Pancasila sebagai filter budaya bangsa merupakan dasar yang sudah Negara yang sudah
termuat sejak di resmikannya pancasila sebagai dasar ideologi Negara Indonesia melalui UUD
1945 dan peraturan lainya baik aturan formal dan non formal. Pancasila sebagai filter budaya
bangsa maksudnya budaya asing yang mencemari budaya asli Indonesia. Budaya asli Indonesia
dapat di pertahankan dari pengaruh budaya asing melalui pemahaman masyarakat mengenai
pentingnya pancasila sebagai pedoman bangsa yangd dapat mempertahankan eksistensi budaya
bangsa serta kepedulian dan kesadaran masyrakat Indonesia mengenai karakteristik dan daya
tarik Negara Indonesia adalah keragaman budayannya. Budaya yang tercermin dalam kebiasaan
sehari-hari merupakan bagian dari aplikasi pancasila yang dapat di bina melalui pendidikan
formal dan non formal, namun sejatinya identitas bangsa baik budaya bahkan pancasila sendiri
dapat berdiri kokoh jika masyarakatnya menyadari pentingnya dalam menjamin eksistensi
Negara, sehingga yang paling berperan dalam hal ini yaitu para pejabat Negara atau pemegang
kekuasaan yang membuat atauran-aturan yang ada di Negara Kesatuan Republic Indonesia.

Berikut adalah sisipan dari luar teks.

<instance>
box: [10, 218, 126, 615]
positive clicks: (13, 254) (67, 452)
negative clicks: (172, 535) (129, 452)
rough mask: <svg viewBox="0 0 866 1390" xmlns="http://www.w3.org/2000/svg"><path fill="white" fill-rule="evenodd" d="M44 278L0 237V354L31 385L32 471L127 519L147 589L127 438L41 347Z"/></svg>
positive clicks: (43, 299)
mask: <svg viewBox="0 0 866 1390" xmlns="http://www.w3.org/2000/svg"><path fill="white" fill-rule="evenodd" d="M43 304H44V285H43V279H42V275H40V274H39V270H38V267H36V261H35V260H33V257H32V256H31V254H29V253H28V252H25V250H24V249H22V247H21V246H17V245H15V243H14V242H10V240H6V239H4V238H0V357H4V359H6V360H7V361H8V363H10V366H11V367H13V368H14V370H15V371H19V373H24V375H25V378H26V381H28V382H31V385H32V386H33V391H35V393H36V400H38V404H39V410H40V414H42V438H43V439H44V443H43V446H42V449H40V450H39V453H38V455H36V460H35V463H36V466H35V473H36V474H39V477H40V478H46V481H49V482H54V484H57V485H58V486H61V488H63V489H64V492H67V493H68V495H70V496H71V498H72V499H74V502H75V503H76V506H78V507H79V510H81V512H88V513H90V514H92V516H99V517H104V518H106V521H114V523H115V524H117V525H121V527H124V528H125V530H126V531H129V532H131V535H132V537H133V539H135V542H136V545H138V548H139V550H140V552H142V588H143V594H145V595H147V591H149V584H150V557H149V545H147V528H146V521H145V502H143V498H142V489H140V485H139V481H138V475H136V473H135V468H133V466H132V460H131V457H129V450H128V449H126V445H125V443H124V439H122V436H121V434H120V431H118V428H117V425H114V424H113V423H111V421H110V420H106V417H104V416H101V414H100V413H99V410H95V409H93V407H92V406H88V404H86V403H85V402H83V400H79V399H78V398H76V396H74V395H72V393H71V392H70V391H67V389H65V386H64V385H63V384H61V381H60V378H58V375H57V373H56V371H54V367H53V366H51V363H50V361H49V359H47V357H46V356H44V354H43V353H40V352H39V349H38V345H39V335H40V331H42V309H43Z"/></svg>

Salah satu cara untuk menghindari budaya asing yang negatif yang masuk sekaligus
mempertahankan budaya asli Indonesia adalah dengan cara menerapkan dan mengamalkan
sila-sila yang dimiliki Pancasila karena Pancasila merupakan ciri khas atau jati diri bangsa
Indonesia. Semua itu perlu dilakukan dengan memberikan pengertian tentang sila-sila
Pancasila dan berusaha menerapkannya dalam kehidupan sehari-hari sejak dini.